Pourquoi les personnes intelligentes pourraient être plus vulnérables :

  1. Complexité émotionnelle : Les personnes intelligentes peuvent parfois être plus enclines à rationaliser le comportement toxique d’un narcissique, en cherchant des explications logiques ou en minimisant les signaux d’alarme. Cette tendance à suranalyser peut les rendre plus vulnérables à la manipulation.
  2. Empathie et compréhension : Une intelligence émotionnelle élevée peut rendre une personne plus empathique et plus disposée à comprendre les difficultés des autres, même celles des pervers narcissiques. Cela peut les amener à excuser des comportements inappropriés ou à tenter de « réparer » l’autre.
  3. Illusion de contrôle : Les personnes intelligentes peuvent croire qu’elles ont suffisamment de contrôle ou d’influence pour changer ou gérer un pervers narcissique, ce qui peut les maintenir dans une relation toxique plus longtemps.

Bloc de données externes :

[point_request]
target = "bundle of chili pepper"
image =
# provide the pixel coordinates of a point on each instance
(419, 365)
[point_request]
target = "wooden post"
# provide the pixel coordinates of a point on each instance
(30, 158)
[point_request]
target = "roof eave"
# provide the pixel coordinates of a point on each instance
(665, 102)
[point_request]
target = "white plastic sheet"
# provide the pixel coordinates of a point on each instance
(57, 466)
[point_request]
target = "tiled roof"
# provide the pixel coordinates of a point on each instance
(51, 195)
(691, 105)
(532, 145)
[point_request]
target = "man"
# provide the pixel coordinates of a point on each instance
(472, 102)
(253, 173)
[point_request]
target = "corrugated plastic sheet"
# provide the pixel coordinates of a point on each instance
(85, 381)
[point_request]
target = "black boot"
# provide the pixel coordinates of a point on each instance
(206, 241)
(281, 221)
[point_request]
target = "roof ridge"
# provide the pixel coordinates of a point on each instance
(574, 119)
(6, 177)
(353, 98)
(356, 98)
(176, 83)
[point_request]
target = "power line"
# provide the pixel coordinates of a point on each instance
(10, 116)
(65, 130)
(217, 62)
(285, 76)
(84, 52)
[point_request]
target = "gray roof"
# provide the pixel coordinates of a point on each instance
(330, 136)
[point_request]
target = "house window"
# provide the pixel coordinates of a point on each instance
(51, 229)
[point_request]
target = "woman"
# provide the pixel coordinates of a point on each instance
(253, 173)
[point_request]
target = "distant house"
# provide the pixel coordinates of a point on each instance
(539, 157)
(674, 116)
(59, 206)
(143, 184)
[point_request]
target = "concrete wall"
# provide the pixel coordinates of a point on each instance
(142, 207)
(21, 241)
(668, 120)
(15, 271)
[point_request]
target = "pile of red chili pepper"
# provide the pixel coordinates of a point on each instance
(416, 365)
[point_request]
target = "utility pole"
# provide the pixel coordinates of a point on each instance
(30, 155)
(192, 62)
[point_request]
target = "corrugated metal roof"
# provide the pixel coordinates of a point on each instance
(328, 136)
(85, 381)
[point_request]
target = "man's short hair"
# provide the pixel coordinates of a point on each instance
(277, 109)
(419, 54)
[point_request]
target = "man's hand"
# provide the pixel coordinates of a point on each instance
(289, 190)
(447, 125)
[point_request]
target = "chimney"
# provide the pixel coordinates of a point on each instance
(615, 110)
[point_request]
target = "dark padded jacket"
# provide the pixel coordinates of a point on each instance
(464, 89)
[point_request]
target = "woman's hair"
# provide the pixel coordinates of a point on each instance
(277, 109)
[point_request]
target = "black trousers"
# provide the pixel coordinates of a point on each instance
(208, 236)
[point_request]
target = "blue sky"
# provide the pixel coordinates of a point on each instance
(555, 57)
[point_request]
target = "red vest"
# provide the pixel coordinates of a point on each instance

Cependant, l’intelligence peut aussi être un atout :

  1. Détection des signaux : Une personne intelligente, surtout avec une forte intelligence émotionnelle, peut être plus apte à repérer les comportements manipulateurs et à se protéger plus efficacement.
  2. Ressources pour échapper : Une intelligence bien utilisée peut permettre de planifier des stratégies pour échapper à une relation toxique ou pour demander de l’aide rapidement.

En résumé, bien que les personnes intelligentes puissent être ciblées par les pervers narcissiques pour les raisons évoquées, leur intelligence peut aussi leur permettre de détecter plus rapidement les manipulations et de s’en protéger. Tout dépend de la manière dont elles utilisent leurs capacités intellectuelles et émotionnelles dans ces situations.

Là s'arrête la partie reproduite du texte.